Moving on into the 1990s, the government realizing its shortcomings, then tried to implement the so-called, market-friendly - Economic Structural Adjustment Program, known as ESAP. This did not realize any benefits and subsequently slowly begun the breakdown.

Even after 1980, the Zanu PF government allowed white farming, industry, and mining to continue. While using the state to improve the education and health sectors, the result was modest growth, but the ESAP program only brought more difficulties the government could not handle, thus ESAP was introduced to encourage growth and employment amongst other benefits, but growth was poor and employment contracted, and many firms even closed down. So many other reasons can be listed about the failures of this ESAP program.

Even so, nothing can top the worst moment and decision in 1999 of Zimbabwe's government in its foolishness of the land invasions, the so-called land redistribution program – whatever one wants to call it – many having a different view on what it meant, although many Zimbabwean farmers lost their property, some lost their lives, while others sought refuge in other neighbouring countries.

This brought on condemnation from many world leaders, but even so, many Zimbabweans had hope that this move would bring about an equal standing and betterment to production from the land, if this was done appropriately but lack of transparency in the process only fuelled corruption and left most of the land futile.

No doubt such action brought about the imposition of targeted sanctions upon some government officials and some business leaders.
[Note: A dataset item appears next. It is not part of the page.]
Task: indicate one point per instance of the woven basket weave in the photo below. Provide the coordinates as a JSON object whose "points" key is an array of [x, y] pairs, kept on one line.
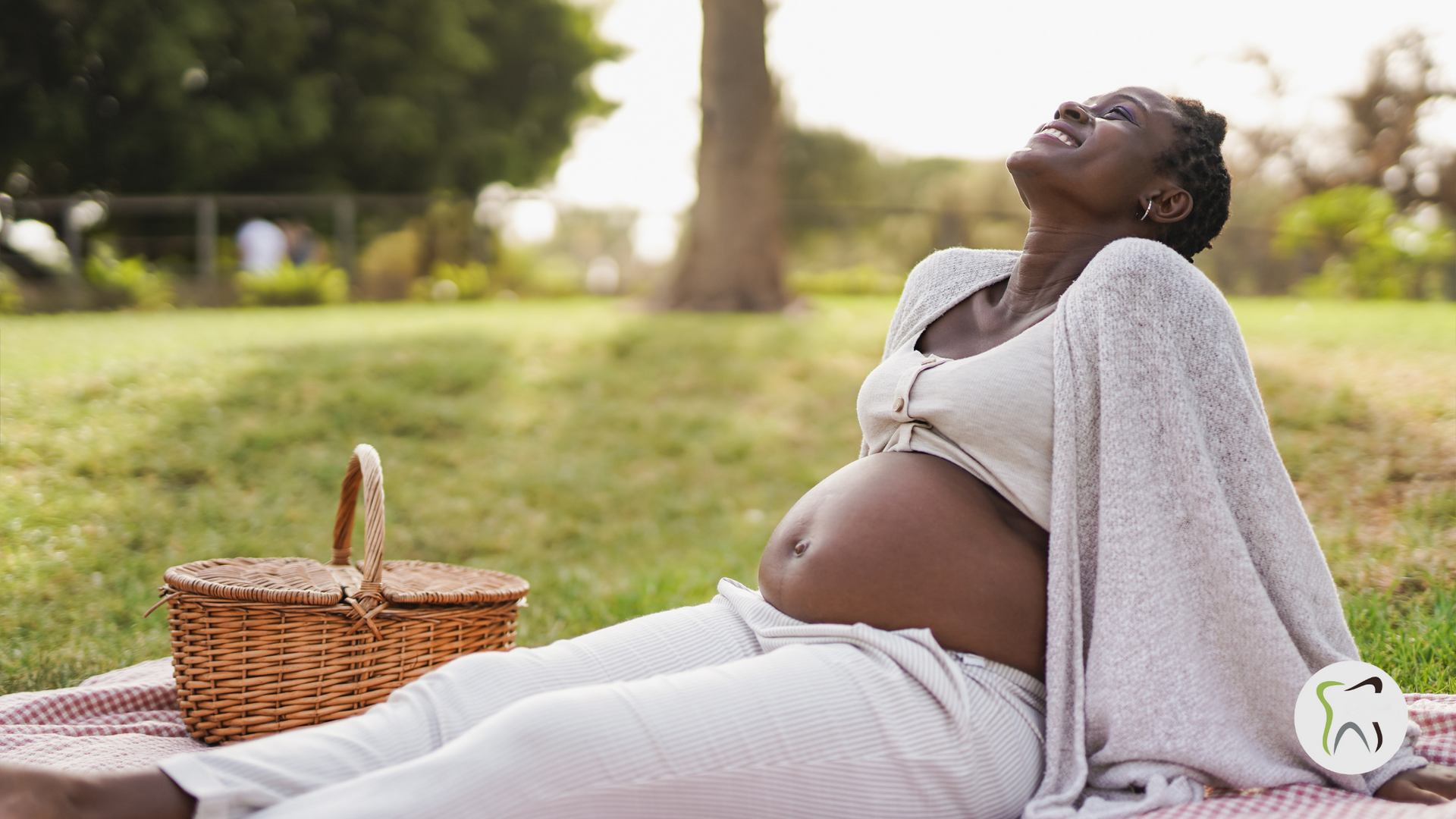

These targeted sanctions have become the battle cry of this government and its sympathisers, bringing a whole new meaning to poverty upon this beautiful county.

Cry My Beloved Country.

In November 2017 Robert Mugabe was ousted out of power, in a coup that was not a coup, as Zimbabweans took to the streets to celebrate the end of a tyrant, having hopes that freedom from the dictator and freedom from oppression and economic mismanagement would bring much-needed relief.

As confusion lingered everywhere, as hope took hold of the nation in a façade of what was meant for a betterment.

It has been 28 months since that moment when a coup that was not a coup has proven to be the worst Zimbabweans least expected.

So how do we celebrate such Independence, all I can say is unhappy Independence Day Zimbabwe!